Three variants depending on the template's language:

  • Node (TS / JS — 25 templates): dist/, build/, *.tsbuildinfo, node_modules/, storage/, apify_storage/, crawlee_storage/, *.log, .env*, IDE/OS files, .git/.
  • Python (18 templates): __pycache__/, *.pyc, *.pyo, .venv//venv//env/, storage dirs, *.log, .env*, IDE/OS files, .git/.
  • Minimal (cli-start, shell-only): *.log, .env*, IDE/OS files, .git/.

Templates intentionally NOT given a dataset_schema.json

Audited each template's main code file for Actor.pushData / Actor.push_data / equivalent. The following 9 templates do not push to a dataset and intentionally do not ship one:

  • cli-start — shell-only template; no data path.
  • js-langchain — writes only to the key-value store via Actor.setValue('OUTPUT', res). No pushData calls anywhere. (Already ships key_value_store_schema.json and output_schema.json — which is correct for its pattern.)
  • ts-standby, js-standby, python-standby — HTTP servers; request/response, no dataset writes.
  • ts-mcp-empty, ts-mcp-proxy, python-mcp-empty, python-mcp-proxy — MCP servers; serve endpoints, no dataset writes.

Shipping a dataset_schema for a non-dataset-writing template would imply a contract the template doesn't use and would mislead users about output location.

.fields population approach

For the 29 existing dataset_schema.json files with empty .fields, derived fields.properties from the schema's existing views.overview.transformation.fields list, with types mapped from the corresponding views.overview.display.properties.<name>.format:

Display format Derived JSON Schema
link, image { "type": "string", "format": "uri" }
array { "type": "array", "items": { "type": "string" } }
number { "type": "number" }
boolean { "type": "boolean" }
date { "type": "string", "format": "date-time" }
object { "type": "object", "additionalProperties": true }
text / default { "type": "string" }

Each populated schema also gains a "required": [...] listing all derived field names. The structure remains internally consistent with what the existing views already declared.

What this fixes downstream

Closes the following items from the chocholous/apify-evals finding tracker:

  • F8 / F27 — agents and humans ship bloated archives (no .actorignore).
  • F29 — agents ship dist/ alongside src/ because the Dockerfile doesn't get a chance to rebuild from scratch.
  • F26ts-empty (and other empty starters) ship no dataset_schema.json, triggering T1 soft-warns on every template-using agent.
  • F3.fields empty soft-warn fires on every template-derived Actor.
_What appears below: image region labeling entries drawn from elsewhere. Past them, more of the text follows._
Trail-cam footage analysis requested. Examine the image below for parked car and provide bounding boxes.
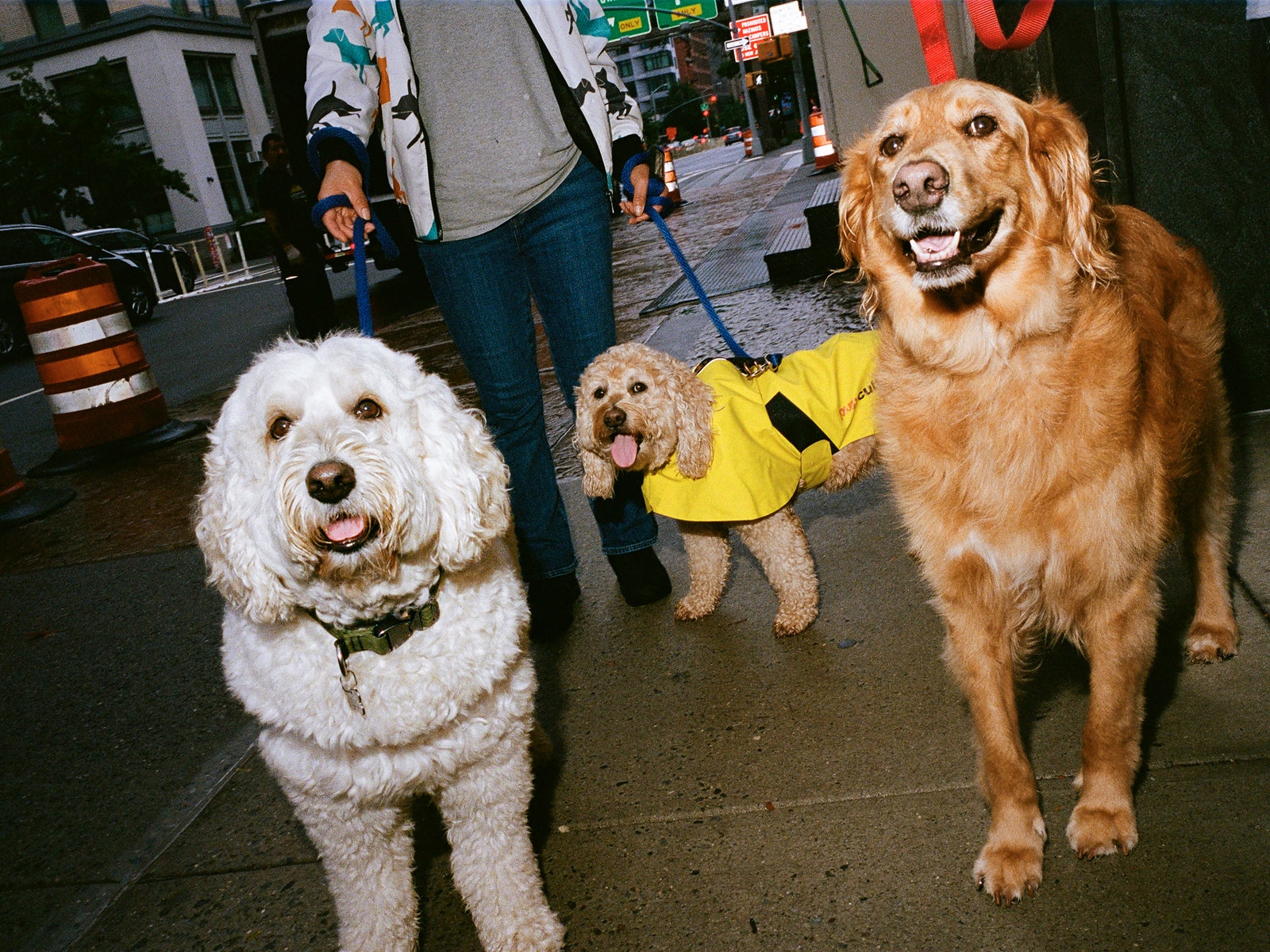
[0,225,157,357]
[75,228,198,294]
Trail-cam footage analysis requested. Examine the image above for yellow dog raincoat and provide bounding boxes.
[644,332,878,522]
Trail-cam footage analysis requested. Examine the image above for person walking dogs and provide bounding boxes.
[306,0,671,637]
[256,132,335,340]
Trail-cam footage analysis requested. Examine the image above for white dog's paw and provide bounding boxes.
[487,906,564,952]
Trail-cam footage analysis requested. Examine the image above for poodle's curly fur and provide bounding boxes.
[195,335,564,952]
[574,343,876,635]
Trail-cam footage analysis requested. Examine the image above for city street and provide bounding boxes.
[0,144,1270,952]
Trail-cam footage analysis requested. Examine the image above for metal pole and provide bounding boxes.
[789,30,815,165]
[728,0,764,159]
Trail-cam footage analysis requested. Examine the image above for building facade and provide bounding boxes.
[608,36,679,116]
[0,0,273,235]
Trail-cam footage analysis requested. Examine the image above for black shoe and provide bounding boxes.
[529,573,582,641]
[608,547,671,605]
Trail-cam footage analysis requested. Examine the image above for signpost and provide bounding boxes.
[732,13,772,62]
[652,0,719,29]
[767,0,806,36]
[599,0,652,42]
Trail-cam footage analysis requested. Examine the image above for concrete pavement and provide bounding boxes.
[0,143,1270,952]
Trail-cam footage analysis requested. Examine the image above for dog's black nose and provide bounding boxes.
[891,163,949,213]
[305,459,357,503]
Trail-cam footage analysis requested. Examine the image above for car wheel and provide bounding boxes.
[123,284,155,326]
[176,258,198,294]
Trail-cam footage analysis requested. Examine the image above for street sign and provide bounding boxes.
[767,0,806,36]
[599,0,652,42]
[732,13,772,62]
[652,0,719,29]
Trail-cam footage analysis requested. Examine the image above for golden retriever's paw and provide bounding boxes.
[772,605,821,639]
[1186,622,1240,664]
[675,592,719,622]
[489,909,564,952]
[1067,804,1138,859]
[974,838,1045,906]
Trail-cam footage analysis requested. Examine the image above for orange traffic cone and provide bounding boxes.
[14,255,205,476]
[662,146,683,205]
[811,106,838,169]
[0,443,75,528]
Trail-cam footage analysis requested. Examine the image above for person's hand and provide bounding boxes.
[318,159,371,244]
[621,163,648,225]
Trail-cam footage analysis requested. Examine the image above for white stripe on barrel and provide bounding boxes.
[47,370,159,414]
[30,311,132,354]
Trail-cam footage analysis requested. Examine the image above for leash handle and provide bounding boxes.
[622,155,779,367]
[310,195,402,338]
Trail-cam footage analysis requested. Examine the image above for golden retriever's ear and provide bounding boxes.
[838,140,872,274]
[1030,95,1115,282]
[838,138,878,325]
[671,360,714,480]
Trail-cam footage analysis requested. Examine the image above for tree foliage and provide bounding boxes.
[0,59,194,227]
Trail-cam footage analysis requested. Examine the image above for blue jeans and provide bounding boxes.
[418,157,656,582]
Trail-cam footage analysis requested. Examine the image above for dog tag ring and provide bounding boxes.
[335,641,366,717]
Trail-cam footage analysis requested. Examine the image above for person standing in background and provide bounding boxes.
[256,132,335,340]
[306,0,671,637]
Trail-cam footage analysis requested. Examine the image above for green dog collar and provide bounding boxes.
[310,571,441,658]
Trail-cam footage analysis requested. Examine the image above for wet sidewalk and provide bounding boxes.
[0,143,1270,952]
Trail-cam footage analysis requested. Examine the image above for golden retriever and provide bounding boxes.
[840,80,1238,903]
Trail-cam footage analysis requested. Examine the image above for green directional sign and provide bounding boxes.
[652,0,719,29]
[599,0,652,42]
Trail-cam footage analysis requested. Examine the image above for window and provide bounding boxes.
[49,60,144,132]
[75,0,110,27]
[644,49,673,72]
[27,0,66,40]
[186,55,243,117]
[207,138,259,218]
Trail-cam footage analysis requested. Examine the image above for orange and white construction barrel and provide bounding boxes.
[14,255,167,451]
[662,146,683,205]
[811,108,838,169]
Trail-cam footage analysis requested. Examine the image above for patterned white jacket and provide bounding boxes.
[305,0,644,240]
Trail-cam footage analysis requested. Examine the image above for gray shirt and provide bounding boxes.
[400,0,582,241]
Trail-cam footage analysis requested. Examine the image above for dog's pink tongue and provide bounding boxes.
[326,516,366,542]
[908,231,961,264]
[608,433,639,470]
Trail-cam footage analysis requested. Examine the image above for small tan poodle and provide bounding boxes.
[197,335,564,952]
[574,332,876,635]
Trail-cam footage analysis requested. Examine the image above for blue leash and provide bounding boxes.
[311,195,400,338]
[622,155,783,368]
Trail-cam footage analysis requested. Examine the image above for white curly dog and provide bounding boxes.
[197,335,564,952]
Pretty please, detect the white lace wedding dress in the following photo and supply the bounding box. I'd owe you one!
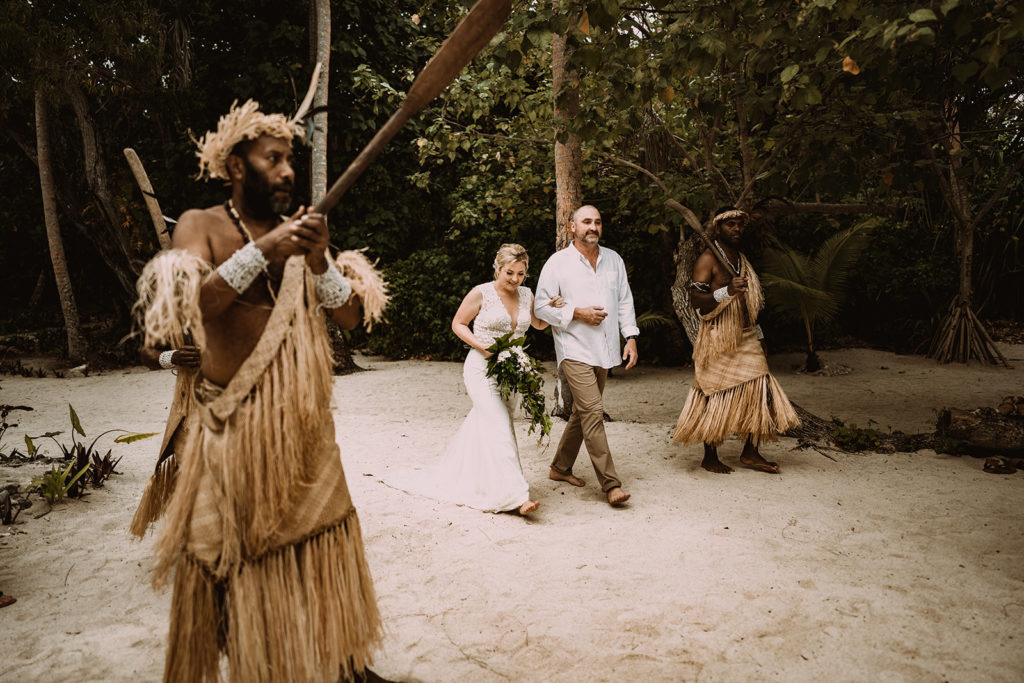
[385,282,532,512]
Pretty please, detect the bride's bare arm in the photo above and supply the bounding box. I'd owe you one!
[529,294,565,330]
[452,289,490,356]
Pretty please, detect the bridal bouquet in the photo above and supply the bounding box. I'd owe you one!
[487,332,551,437]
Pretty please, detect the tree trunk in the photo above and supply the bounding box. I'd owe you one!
[936,408,1024,454]
[36,87,86,362]
[309,0,362,375]
[309,0,331,205]
[65,83,138,301]
[925,104,1007,368]
[551,7,583,420]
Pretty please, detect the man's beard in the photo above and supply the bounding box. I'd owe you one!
[715,230,743,249]
[242,159,292,218]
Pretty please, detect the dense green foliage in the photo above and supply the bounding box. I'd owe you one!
[0,0,1024,362]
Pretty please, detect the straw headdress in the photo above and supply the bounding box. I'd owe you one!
[196,99,303,180]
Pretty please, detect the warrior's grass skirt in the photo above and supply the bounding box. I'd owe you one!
[672,328,800,446]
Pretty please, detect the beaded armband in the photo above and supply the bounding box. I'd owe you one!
[313,261,352,308]
[160,348,177,370]
[217,242,267,294]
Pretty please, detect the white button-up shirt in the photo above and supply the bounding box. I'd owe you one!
[534,243,640,368]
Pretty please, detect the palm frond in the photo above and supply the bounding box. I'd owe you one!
[761,272,840,323]
[637,310,674,331]
[810,216,881,299]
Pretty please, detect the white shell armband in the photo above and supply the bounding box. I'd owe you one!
[217,242,267,294]
[313,261,352,308]
[160,348,177,370]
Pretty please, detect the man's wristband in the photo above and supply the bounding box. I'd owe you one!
[217,242,268,294]
[313,261,352,308]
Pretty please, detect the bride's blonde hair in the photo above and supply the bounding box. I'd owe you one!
[495,244,529,279]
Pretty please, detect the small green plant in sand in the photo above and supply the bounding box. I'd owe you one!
[30,462,90,505]
[833,420,882,451]
[25,403,157,505]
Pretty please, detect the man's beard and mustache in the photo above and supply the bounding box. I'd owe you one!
[242,159,292,218]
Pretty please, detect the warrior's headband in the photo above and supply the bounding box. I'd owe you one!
[194,99,303,180]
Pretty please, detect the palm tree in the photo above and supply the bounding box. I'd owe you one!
[762,217,880,372]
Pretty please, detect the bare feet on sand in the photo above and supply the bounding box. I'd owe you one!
[739,439,778,474]
[608,486,630,505]
[548,470,584,486]
[700,443,732,474]
[739,453,778,474]
[516,501,541,517]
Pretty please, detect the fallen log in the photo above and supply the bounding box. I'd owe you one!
[936,408,1024,454]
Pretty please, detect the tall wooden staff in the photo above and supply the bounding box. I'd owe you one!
[124,147,171,249]
[312,0,512,213]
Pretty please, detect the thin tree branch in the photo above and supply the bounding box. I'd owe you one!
[924,142,971,229]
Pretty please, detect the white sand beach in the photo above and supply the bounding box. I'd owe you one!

Out of scope (separate PRs)

  • The 16 JS/TS templates where name is fundamentally different from id (e.g. js-empty / project_empty, js-start / getting_started_node) warrant a coordinated rename + apify-cli alias support to maintain backward compatibility. Tracked separately.
  • The @apify/json_schemas actor.schema.json .version regex being looser than the platform's MAJOR_MINOR_VERSION_REGEX is an apify-shared-js issue, not a templates one.

Test plan

  • CI green on existing tests
  • Spot-check apify create -t ts-empty produces a scaffold that includes both .actorignore and .actor/dataset_schema.json after dist/templates/ts-empty.zip is regenerated by CI
  • Spot-check apify push archive size shrinks for a template scaffold (no node_modules/ or storage/)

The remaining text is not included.